To address this, the paper proposes an Automatic Test Pattern Generation (ATPG) method to detect functional faults (e.g., stuck-at faults in neurons or filters). It generates input patterns that expose incorrect outputs when faults occur. To reduce testing overhead, the approach also uses heuristics and K-means clustering to minimize the number of test patterns while maintaining full fault coverage.
2. Preliminaries
2.1 Neural Network
A neuron with input \( x \), weights \( w \), and bias \( b \) is computed as:
$$ y = \phi(xw + b) $$where \( \phi \) is a nonlinear activation function.
Neural networks are often used for classification tasks. In this context, the Softmax function can be used in the last layer to obtain a probability distribution over classes:
$$ \text{Softmax}(x_i) := \frac{\exp(x_i)}{\sum_k \exp(x_k)} $$2.2 Related Work
In previous work, test patterns have been generated by adding small perturbations to training inputs. For example, in image classification systems, small amounts of noise can be added to an input image to fool the network—these are called adversarial examples.
One common method to generate such examples is the Fast Gradient Sign Method (FGSM):
$$ \eta = \epsilon \cdot \text{sign}(\nabla_x L_\theta(x, y)) $$where \( \nabla_x L_\theta(x, y) \) is the gradient of the loss function with respect to the input \( x \) for the example \( (x, y) \). Adversarial examples are then generated as:
$$ x + \eta $$However, this approach has several limitations:
- Adversarial methods depend heavily on a specific input \( x \) and its label \( y \), making them less flexible.
- They introduce only very small perturbations to remain imperceptible, which limits their effectiveness as test patterns.
- The generated inputs remain very close to the original data, reducing their usefulness and making them harder to compress or optimize.
- Standard compression techniques can remove the subtle perturbations that make them effective.
- Prior work has mainly focused on faults in network weights, while largely neglecting faults at the neuron level.
3. Methodology
3.1 Fault Modeling
Stuck-at faults (SAFs) are a common fault model in digital circuits, where a signal is fixed at a constant value. This idea is adapted here for neural networks.
Instead of modeling faults inside individual components (such as weights, MAC operations, or activation functions), the paper simplifies the approach by placing the fault at the neuron’s output. The reasoning is that internal faults only matter if they affect the neuron’s final output.
A neuron is considered faulty if it always outputs a constant value \( v \), regardless of the input—that is, it is “stuck” at that value.
The choice of \( v \) depends on the activation function. Typical values include:
- Extreme values (e.g., −1 or 1 for tanh), representing abnormal firing
- Middle values (e.g., 0), which can also indicate faults
The same concept applies to convolutional filters in CNNs, where an entire output channel can be treated as “stuck” at a constant value.

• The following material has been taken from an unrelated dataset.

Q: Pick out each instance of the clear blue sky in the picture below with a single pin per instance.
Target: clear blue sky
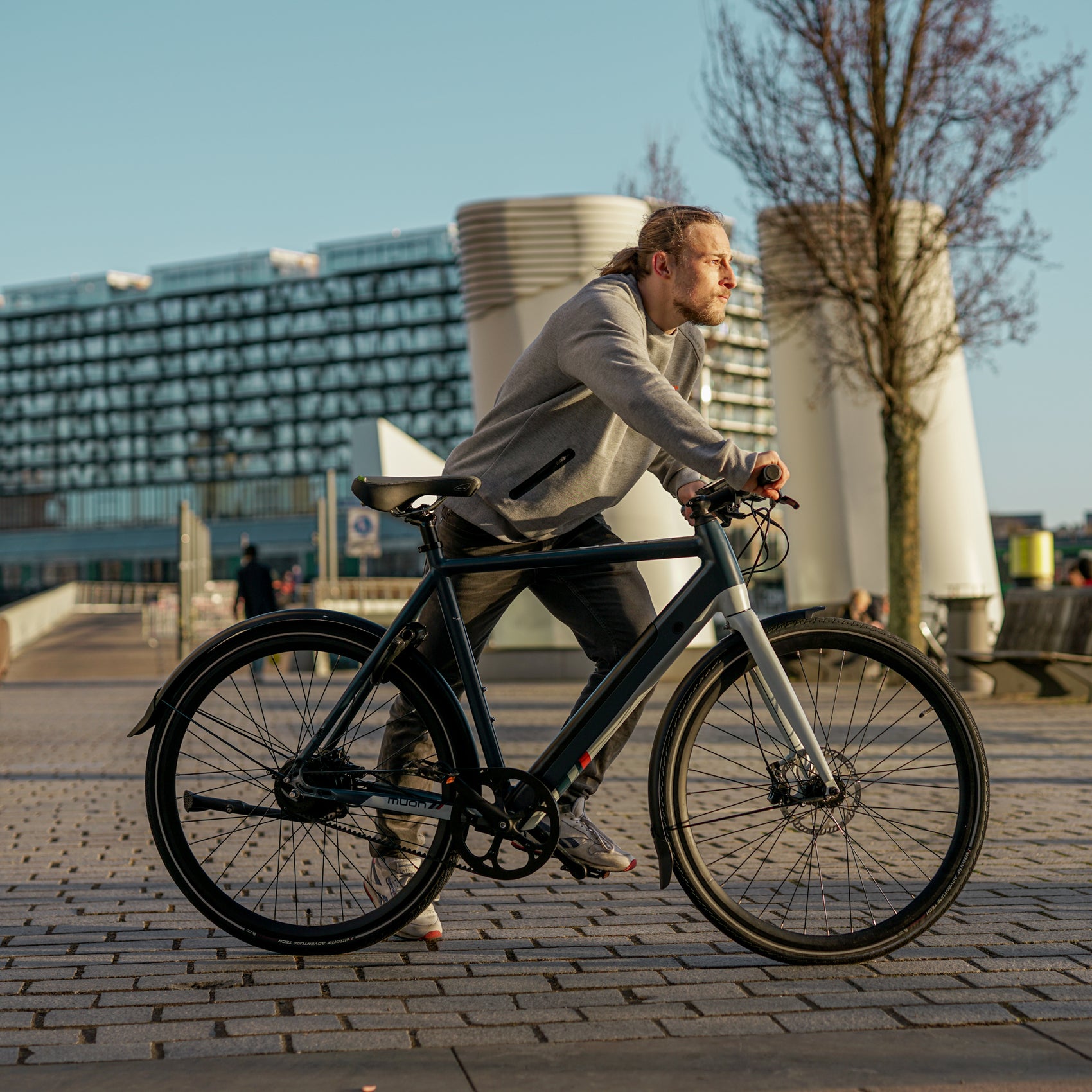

3.2 Test Pattern Generation
Testing assumption: Internal faults cannot be directly inspected. Instead, we:
- Feed an input \( x \) into the network
- Observe the output \( \text{Net}(x) \)
A fault is detected if the predicted class (i.e., the maximum output) differs between the fault-free and faulty networks.
Core idea: Generate inputs that maximize the difference between the outputs of the correct network \( \text{Net}(x) \) and the faulty network \( \text{Net}_f(x) \).
Why Softmax matters: Outputs are compared after applying Softmax because:
- It converts outputs into probabilities
- The probabilities are interdependent (they sum to 1)
Thus, increasing one class probability decreases others, making class changes more likely.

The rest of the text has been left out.